Déjà saint Athanase affirmait que la génération du Fils est une œuvre de nature. Et saint Jean Damascène, au VIIIe siècle, distinguera l’œuvre de nature, génération et procession, et l’œuvre de volonté, qui est la création du monde.
L’œuvre de nature n’est d’ailleurs pas une œuvre au sens propre, mais l’être même de Dieu : car Dieu est, par sa nature, Père, Fils et Saint-Esprit. Dieu n’a pas besoin de se révéler à lui-même, par une sorte de prise de conscience du Père dans le Fils et l’Esprit, comme l’a cru un Boulgakov.
La révélation n’est pensable que par rapport à l’autre que Dieu, c’est-à-dire dans la création. Pas plus qu’il n’y a dans l’existence trinitaire le résultat d’un acte de volonté, il est impossible d’y voir le processus d’une nécessité interne.
II faut donc soigneusement distinguer de la causalité du Père qui pose les trois hypostases dans leur diversité absolue et sans qu’on puisse établir entre elles un ordre quelconque, sa révélation ou manifestation.
L’Esprit, par le Fils, nous mène au Père où nous découvrons l’unité des Trois. Le Père, selon la terminologie de saint Basile, se révèle par le Fils dans l’Esprit. Ici s’affirme un processus, un ordre d’où résulte celui des trois Noms : Père, Fils et Saint-Esprit.
De même tous les Noms divins, qui nous communiquent la vie commune aux Trois, nous viennent du Père par le Fils, dans le Saint-Esprit. Le Père est la source, le Fils la manifestation, l’Esprit la force qui manifeste.
Ainsi le Père est-il la source de la Sagesse, le Fils la Sagesse elle-même, l’Esprit la force qui nous approprie la Sagesse.

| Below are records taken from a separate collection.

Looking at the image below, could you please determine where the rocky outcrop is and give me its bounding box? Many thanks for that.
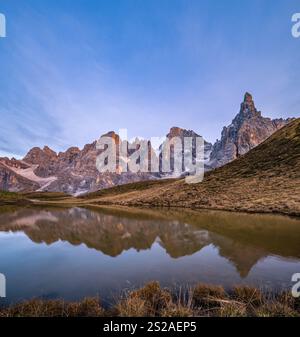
[209,93,292,168]
[0,93,291,195]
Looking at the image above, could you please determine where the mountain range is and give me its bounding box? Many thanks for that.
[0,93,293,195]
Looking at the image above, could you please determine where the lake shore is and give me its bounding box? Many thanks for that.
[0,282,300,318]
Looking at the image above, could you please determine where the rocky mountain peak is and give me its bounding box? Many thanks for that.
[210,92,291,168]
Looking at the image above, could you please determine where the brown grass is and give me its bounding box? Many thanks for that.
[79,118,300,216]
[0,282,300,317]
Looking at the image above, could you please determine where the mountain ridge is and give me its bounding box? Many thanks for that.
[0,93,292,196]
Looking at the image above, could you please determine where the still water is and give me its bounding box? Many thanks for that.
[0,207,300,303]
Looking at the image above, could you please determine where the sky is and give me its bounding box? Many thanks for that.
[0,0,300,158]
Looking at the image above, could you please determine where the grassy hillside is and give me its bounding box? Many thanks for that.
[86,119,300,215]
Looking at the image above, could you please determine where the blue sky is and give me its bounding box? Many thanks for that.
[0,0,300,156]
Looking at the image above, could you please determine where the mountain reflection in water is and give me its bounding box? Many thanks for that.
[0,207,300,304]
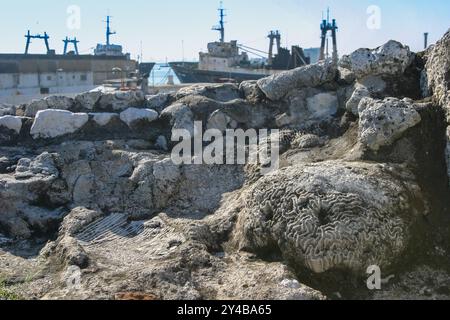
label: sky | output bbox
[0,0,450,62]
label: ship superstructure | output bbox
[170,6,316,83]
[0,17,154,104]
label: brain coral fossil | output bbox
[237,161,422,273]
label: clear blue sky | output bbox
[0,0,450,61]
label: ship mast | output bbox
[106,16,116,46]
[319,9,339,62]
[213,1,225,42]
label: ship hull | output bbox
[169,62,269,83]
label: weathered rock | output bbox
[89,112,119,127]
[346,86,370,115]
[239,80,264,101]
[30,110,89,139]
[0,116,23,134]
[54,236,89,268]
[175,83,240,102]
[445,127,450,184]
[0,103,16,117]
[422,30,450,123]
[306,92,339,119]
[14,152,59,179]
[146,93,171,113]
[60,207,103,237]
[358,98,421,151]
[258,61,337,101]
[206,110,237,132]
[155,136,169,151]
[45,96,75,110]
[24,99,49,118]
[120,108,158,128]
[153,159,181,209]
[75,91,102,110]
[291,134,322,149]
[161,103,194,136]
[96,91,146,111]
[339,40,414,79]
[236,162,426,273]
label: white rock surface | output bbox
[155,136,169,151]
[359,98,422,151]
[0,116,22,134]
[0,103,16,117]
[258,62,337,101]
[445,127,450,186]
[31,110,89,139]
[206,110,236,132]
[45,96,74,110]
[120,108,158,127]
[161,103,194,136]
[306,93,339,119]
[339,40,413,79]
[75,91,102,110]
[346,85,370,116]
[145,93,170,111]
[25,99,49,118]
[89,112,118,127]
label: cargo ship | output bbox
[0,16,155,104]
[169,7,319,83]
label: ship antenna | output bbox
[213,1,225,42]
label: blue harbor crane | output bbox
[25,30,52,54]
[213,2,225,42]
[319,9,338,62]
[63,37,80,56]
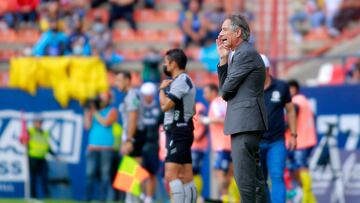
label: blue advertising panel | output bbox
[0,89,87,199]
[303,85,360,202]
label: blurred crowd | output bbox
[0,0,360,83]
[289,0,360,42]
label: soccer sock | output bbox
[300,170,316,203]
[194,175,203,196]
[169,179,185,203]
[144,196,153,203]
[184,181,197,203]
[125,193,141,203]
[229,178,240,202]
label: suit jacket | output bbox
[218,41,268,135]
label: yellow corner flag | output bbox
[113,156,150,196]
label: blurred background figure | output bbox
[140,82,163,203]
[25,116,54,198]
[116,71,146,203]
[200,84,239,202]
[17,0,40,25]
[347,60,360,84]
[100,44,124,70]
[142,48,162,84]
[89,12,112,53]
[191,102,209,202]
[260,54,297,203]
[109,0,137,31]
[33,18,70,56]
[69,16,91,56]
[285,80,317,203]
[179,0,206,47]
[84,92,117,202]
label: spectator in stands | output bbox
[191,102,209,202]
[109,0,136,31]
[0,0,17,29]
[33,19,70,56]
[17,0,40,23]
[39,0,65,32]
[100,44,124,70]
[90,13,111,53]
[69,16,91,56]
[143,0,155,9]
[199,40,219,74]
[347,61,360,84]
[325,0,342,36]
[142,49,162,83]
[205,0,226,41]
[23,116,54,198]
[65,0,88,19]
[0,13,15,30]
[85,92,117,202]
[180,0,206,46]
[290,0,325,42]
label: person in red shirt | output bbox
[191,102,209,202]
[17,0,40,23]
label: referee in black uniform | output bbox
[160,49,197,203]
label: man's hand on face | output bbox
[216,36,230,65]
[160,80,172,89]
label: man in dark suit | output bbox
[216,15,267,203]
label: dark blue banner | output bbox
[303,85,360,203]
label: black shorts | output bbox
[142,143,160,175]
[129,130,146,157]
[165,123,194,164]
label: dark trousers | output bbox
[29,157,49,198]
[85,150,113,202]
[231,132,266,203]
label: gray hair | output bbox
[226,14,250,41]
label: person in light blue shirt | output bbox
[85,92,117,202]
[33,19,70,56]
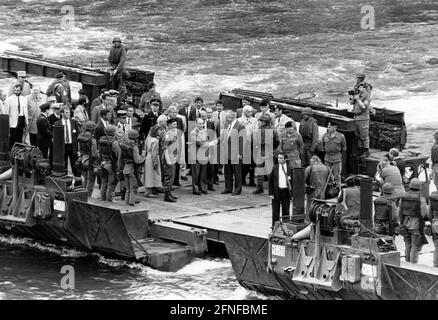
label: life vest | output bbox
[120,141,134,161]
[374,197,394,221]
[400,193,421,217]
[98,136,115,158]
[77,132,93,156]
[344,187,360,218]
[300,118,316,141]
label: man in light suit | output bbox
[27,85,47,146]
[91,93,117,124]
[237,105,258,187]
[8,71,32,97]
[54,106,82,181]
[269,152,292,227]
[2,83,29,148]
[221,111,246,196]
[255,99,275,126]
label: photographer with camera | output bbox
[304,156,333,216]
[348,83,371,157]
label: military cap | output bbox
[409,178,422,190]
[344,175,357,183]
[40,103,50,111]
[301,108,313,115]
[128,129,140,139]
[117,109,127,117]
[259,114,271,122]
[84,121,97,131]
[108,89,120,97]
[382,182,394,194]
[149,98,161,106]
[260,99,269,107]
[105,124,117,136]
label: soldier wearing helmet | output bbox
[354,73,373,97]
[108,37,128,100]
[374,182,399,236]
[253,112,279,194]
[399,178,427,263]
[299,108,319,167]
[118,129,146,206]
[78,121,99,197]
[430,131,438,190]
[98,125,120,201]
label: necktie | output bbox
[17,96,21,115]
[64,120,70,144]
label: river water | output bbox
[0,0,438,299]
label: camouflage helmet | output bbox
[382,182,394,194]
[84,121,97,131]
[409,178,422,190]
[128,129,140,139]
[105,125,117,136]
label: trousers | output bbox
[356,119,370,149]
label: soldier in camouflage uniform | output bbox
[99,125,120,201]
[77,121,99,197]
[160,118,178,202]
[118,130,146,206]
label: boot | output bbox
[164,191,176,202]
[252,186,264,194]
[169,191,178,200]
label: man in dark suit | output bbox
[221,111,246,196]
[190,118,208,195]
[204,108,220,191]
[139,99,161,140]
[54,106,82,181]
[37,103,52,159]
[269,152,292,226]
[47,103,62,164]
[94,109,111,141]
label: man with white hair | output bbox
[237,105,258,187]
[2,83,29,148]
[26,85,47,146]
[221,111,246,196]
[8,71,31,97]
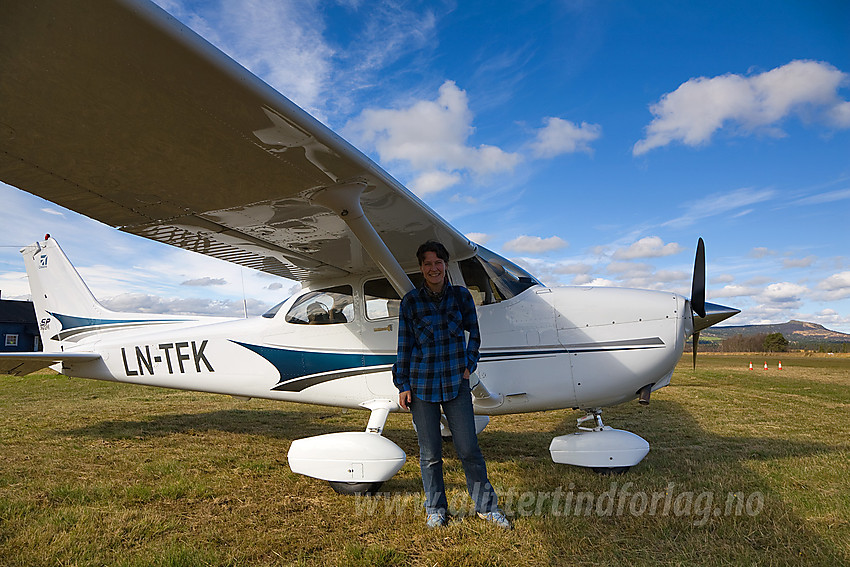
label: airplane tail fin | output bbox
[21,235,112,352]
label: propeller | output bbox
[691,238,705,370]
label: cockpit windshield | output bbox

Ou encore, le Père est la source de l’amour, le Fils amour qui se révèle, l’Esprit amour en nous réalisé.
Ou, selon l’admirable formule de Mgr Philarète, le Père est l’amour crucifiant, le Fils l’amour crucifié, l’Esprit l’amour triomphant. Les Noms divins sont l’écoulement de la vie divine dont la source est le Père, que nous montre le Fils et que l’Esprit nous communique.
La théologie byzantine nomme " énergies " ces Noms divins : le mot convient particulièrement à ce rayonnement éternel de la nature divine : mieux que les attributs de la théologie scolaire, il évoque pour nous ces forces vivantes, ces jaillissements, ces débordements de la gloire divine.
Car la théorie des énergies incréées est profondément biblique : la Bible évoque souvent la gloire flamboyante et tonnante qui fait connaître Dieu hors de lui-même tout en le dissimulant sous une profusion de lumière. Saint Cyrille d’Alexandrie parle de la splendeur de l’essence divine qui se manifeste.
Les termes lumineux, qui n’ont rien ici de métaphorique mais expriment l’expérience de la plus haute contemplation, reviennent sans cesse pour désigner le resplendissement d’une éblouissante beauté. La gloire divine est multiforme. " Jésus a fait encore bien d’autres choses : si on les écrivait une à une, le monde entier, je crois, ne pourrait contenir les livres qu’on en écrirait " (Jn 21, 25).
De même, le monde entier ne peut contenir les noms innombrables de la gloire.
Dunameis dit le Pseudo-Denys : et tantôt il parle au singulier, tantôt au pluriel. Le nombre ici n’a que faire. Ni un, ni plusieurs, mais l’infinité des Noms divins. Dieu est Sagesse, Amour, Justice..., non parce qu’il le veut, mais parce qu’il est tel. Il n’y a pas ici de mascarade : Dieu montre ce qu’il est.
Nous ne pouvons connaître jusqu’au fond l’essence divine, mais nous connaissons ce rayonnement de gloire qui est vraiment Dieu : car si nous appelons essence la nature divine en tant qu’elle est transcendance inépuisable, et si nous l’appelons énergie en tant qu’elle se manifeste glorieusement, c’est toujours la même nature.
" Père, glorifie-moi de cette gloire que j’avais avant que le monde ne fût " (Jn 17,5). La manifestation énergétique ne dépend donc pas de la création : elle est rayonnement de toujours, que ne conditionne nullement l’existence ou l’inexistence du monde.
Certes, nous la découvrons dans la créature, car " depuis la création du monde, les œuvres (de Dieu) rendent visibles à l’intelligence ses attributs invisibles " (Rm 1, 20) : la créature est marquée du sceau de la divinité.
Mais cette présence divine est une gloire permanente, éternelle, une manifestation non-contingente de l’essence, comme telle inconnaissable.
C’est la lumière qui de toute éternité baigne la plénitude en soi parfaite de la vie trinitaire.